The value of theta will ONLY ever be changed if a test is satisfied for exact equality between two floating point numbers. So tests like this:
if theta1_1_a==theta1_2_a || theta1_1_a==theta1_2_b
Now, l'll look at the result of your code.
[theta1_1_a, theta1_2_a]
ans =
64.4196851608345 -64.4196851608345
>> [theta1_1_a, theta1_2_b]
ans =
64.4196851608345 244.419685160834
So that test must fail.
Then you have an elseif clause.
elseif (theta1_1_b==theta1_2_a) || (theta1_1_b==theta1_2_b)
Is it satisfied?
[theta1_1_b, theta1_2_a]
ans =
-64.4196851608345 -64.4196851608345
Gosh, it looks like they are the same numbers. Are they really the same?
[theta1_1_b == theta1_2_a]
ans =
logical
0
theta1_1_b - theta1_2_a
ans =
1.4210854715202e-14
As you can see, they are not in fact identical.
NEVER TEST FOR EXACT EQUALITY BETWEEN FLOATING POINT NUMBERS. At least not until you truly understand why I just told you not to do so, and you understand when you can expect such a test to be valid. And even then, be careful.
Learn to use tolerances.

1 Comment

SRINJOY SAHA on 25 Jun 2020
Thank you sir for your good explanation. I never knew that Matlab has such high precision for variables, since I am new to matlab. My doubt is clear now. Also, I wanted to know how to set the digit precision for float variables so that equality holds as done in my if-else clause.

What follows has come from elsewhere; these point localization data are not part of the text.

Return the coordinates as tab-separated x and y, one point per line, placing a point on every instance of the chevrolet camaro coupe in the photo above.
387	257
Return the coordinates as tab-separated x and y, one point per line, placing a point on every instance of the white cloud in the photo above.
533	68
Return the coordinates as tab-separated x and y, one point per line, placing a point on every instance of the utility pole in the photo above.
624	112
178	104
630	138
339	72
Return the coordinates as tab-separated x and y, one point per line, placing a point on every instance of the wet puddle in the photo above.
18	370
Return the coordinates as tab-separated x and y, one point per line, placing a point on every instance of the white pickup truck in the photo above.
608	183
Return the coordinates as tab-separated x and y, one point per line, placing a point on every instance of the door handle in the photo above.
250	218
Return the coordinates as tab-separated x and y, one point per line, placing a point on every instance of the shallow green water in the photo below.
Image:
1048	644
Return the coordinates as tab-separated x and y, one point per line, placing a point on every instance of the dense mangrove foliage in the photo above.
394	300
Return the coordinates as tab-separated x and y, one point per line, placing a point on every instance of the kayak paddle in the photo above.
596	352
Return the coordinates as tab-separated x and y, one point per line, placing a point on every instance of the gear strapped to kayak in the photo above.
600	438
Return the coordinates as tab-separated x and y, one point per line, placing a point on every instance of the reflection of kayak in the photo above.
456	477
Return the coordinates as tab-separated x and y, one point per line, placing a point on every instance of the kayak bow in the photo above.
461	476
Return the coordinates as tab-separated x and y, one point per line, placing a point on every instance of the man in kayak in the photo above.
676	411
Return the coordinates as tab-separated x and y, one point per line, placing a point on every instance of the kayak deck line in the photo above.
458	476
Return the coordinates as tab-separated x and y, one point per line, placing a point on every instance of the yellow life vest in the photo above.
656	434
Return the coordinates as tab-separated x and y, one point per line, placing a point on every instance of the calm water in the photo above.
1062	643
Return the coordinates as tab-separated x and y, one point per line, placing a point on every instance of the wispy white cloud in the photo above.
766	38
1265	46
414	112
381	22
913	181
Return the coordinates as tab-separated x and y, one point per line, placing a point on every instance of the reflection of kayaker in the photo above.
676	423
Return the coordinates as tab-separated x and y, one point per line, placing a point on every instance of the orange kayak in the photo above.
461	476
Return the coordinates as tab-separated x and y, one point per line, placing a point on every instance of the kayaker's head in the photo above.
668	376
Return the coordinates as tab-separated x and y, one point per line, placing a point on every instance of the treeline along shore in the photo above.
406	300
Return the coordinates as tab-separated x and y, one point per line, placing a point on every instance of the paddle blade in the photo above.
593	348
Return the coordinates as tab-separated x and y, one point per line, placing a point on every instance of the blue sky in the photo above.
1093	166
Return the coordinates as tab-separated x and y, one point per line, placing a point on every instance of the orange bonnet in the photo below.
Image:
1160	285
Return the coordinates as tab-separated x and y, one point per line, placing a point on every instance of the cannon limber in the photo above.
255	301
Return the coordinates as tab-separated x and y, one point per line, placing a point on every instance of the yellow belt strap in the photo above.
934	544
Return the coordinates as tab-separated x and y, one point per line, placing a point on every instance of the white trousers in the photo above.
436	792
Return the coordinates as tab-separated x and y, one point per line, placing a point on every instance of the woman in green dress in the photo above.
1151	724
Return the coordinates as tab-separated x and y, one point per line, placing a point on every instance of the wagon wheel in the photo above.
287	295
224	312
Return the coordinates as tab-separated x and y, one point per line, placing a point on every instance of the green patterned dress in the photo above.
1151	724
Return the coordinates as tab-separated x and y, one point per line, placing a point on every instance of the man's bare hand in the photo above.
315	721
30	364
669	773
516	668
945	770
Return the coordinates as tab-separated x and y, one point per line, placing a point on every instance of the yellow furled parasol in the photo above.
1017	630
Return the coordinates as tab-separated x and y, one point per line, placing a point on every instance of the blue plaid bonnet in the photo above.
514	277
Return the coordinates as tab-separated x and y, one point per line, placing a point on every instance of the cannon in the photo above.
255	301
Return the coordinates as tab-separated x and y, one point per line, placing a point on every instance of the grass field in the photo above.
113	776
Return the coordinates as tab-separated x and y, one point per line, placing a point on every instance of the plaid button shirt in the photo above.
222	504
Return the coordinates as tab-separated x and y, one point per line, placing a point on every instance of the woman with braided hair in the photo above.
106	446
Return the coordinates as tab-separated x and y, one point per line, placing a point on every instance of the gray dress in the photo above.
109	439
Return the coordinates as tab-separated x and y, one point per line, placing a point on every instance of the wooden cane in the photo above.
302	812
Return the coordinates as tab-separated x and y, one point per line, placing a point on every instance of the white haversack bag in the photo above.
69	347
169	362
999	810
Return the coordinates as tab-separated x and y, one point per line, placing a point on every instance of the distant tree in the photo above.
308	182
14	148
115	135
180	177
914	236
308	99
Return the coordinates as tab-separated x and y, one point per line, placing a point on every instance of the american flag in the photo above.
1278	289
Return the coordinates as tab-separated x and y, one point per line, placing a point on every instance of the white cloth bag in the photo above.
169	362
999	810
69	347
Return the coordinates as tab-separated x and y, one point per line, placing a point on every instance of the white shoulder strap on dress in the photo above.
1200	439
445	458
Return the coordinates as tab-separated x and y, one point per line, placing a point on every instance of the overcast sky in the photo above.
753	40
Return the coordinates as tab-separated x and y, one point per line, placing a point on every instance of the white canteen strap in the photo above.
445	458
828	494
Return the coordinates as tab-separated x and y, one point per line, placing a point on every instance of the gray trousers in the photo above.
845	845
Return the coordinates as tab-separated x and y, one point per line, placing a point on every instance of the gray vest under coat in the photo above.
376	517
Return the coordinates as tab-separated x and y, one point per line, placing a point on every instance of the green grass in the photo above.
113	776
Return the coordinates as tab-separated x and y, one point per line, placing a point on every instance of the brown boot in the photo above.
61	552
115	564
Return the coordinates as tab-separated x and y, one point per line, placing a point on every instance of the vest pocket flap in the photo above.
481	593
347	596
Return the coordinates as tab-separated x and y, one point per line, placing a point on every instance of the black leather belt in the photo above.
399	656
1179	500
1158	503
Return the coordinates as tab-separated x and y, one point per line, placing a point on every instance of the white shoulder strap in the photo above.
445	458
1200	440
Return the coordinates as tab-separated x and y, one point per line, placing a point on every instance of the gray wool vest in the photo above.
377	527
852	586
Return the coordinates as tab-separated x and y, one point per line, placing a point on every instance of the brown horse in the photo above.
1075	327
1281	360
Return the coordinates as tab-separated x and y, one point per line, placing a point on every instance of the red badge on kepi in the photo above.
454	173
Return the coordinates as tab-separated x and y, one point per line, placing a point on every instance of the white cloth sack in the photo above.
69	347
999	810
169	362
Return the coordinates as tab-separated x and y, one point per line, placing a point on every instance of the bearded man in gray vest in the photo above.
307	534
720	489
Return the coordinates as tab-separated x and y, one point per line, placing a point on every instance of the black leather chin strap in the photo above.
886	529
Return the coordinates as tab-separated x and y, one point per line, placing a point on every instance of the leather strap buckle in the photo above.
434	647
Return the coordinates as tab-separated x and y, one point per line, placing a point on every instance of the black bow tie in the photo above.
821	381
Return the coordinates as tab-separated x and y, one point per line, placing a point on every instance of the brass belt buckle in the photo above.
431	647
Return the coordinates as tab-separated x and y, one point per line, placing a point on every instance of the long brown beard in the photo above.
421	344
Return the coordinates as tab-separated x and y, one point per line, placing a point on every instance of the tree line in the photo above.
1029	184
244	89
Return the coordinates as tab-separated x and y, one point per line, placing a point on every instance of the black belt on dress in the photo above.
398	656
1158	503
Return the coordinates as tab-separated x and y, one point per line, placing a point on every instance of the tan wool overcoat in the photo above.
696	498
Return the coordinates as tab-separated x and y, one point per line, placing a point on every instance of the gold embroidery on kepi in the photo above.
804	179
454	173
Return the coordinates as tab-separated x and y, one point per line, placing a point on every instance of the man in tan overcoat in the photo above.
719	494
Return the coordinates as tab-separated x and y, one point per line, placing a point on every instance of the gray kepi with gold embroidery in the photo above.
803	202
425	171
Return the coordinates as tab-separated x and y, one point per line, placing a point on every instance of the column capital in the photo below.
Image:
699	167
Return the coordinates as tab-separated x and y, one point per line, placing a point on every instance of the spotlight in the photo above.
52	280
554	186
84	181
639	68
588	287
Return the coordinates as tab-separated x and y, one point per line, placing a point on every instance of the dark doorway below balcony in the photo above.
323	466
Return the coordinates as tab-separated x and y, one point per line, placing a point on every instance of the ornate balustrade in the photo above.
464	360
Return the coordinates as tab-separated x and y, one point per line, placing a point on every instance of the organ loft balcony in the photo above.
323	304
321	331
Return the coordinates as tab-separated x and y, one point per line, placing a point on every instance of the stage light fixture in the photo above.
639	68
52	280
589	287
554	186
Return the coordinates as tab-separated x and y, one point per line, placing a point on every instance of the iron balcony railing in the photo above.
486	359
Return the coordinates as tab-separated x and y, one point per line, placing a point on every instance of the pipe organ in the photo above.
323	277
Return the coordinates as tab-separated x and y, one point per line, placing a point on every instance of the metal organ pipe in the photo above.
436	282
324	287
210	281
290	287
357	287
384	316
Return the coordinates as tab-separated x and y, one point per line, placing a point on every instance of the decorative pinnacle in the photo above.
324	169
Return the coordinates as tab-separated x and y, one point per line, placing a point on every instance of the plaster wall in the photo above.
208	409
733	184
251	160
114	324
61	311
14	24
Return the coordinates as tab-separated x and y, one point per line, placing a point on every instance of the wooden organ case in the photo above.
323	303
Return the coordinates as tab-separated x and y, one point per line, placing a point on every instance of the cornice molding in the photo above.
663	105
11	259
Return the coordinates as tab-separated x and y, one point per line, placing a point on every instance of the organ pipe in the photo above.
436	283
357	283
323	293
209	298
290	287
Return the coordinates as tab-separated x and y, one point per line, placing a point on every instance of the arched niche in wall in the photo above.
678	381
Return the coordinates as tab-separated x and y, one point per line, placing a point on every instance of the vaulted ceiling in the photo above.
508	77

Geoff Hayes on 25 Jun 2020
Srinjoy - the problem is that you are using the equality operator when comparing floats. Look at your conditions for the if/elseif
if theta1_1_a==theta1_2_a || theta1_1_a==theta1_2_b
theta=theta1_1_a;
fprintf('theta= %.2f\n', theta1_1_a);
elseif (theta1_1_b==theta1_2_a) || (theta1_1_b==theta1_2_b)
theta=theta1_1_b;
end
See Avoiding Common Problems with Floating-Point Arithmetic for details. When comparing floats, you can use a tolerance check
if abs(theta1_1_a - theta1_2_a) < eps || abs(theta1_1_a - theta1_2_b) < eps
theta=theta1_1_a;
fprintf('theta= %.2f\n', theta1_1_a);
elseif abs(theta1_1_b - theta1_2_a) < eps || abs(theta1_1_b - theta1_2_b) < eps
theta=theta1_1_b;
end
Try the above and see what happens!

1 Comment

SRINJOY SAHA on 25 Jun 2020
Thanks sir for the solution as well as clearing my doubt. I didn't knew that Matlab has such high precision values for floating numbers, since I am new to matlab. My code worked perfectly well after executing your piece of code.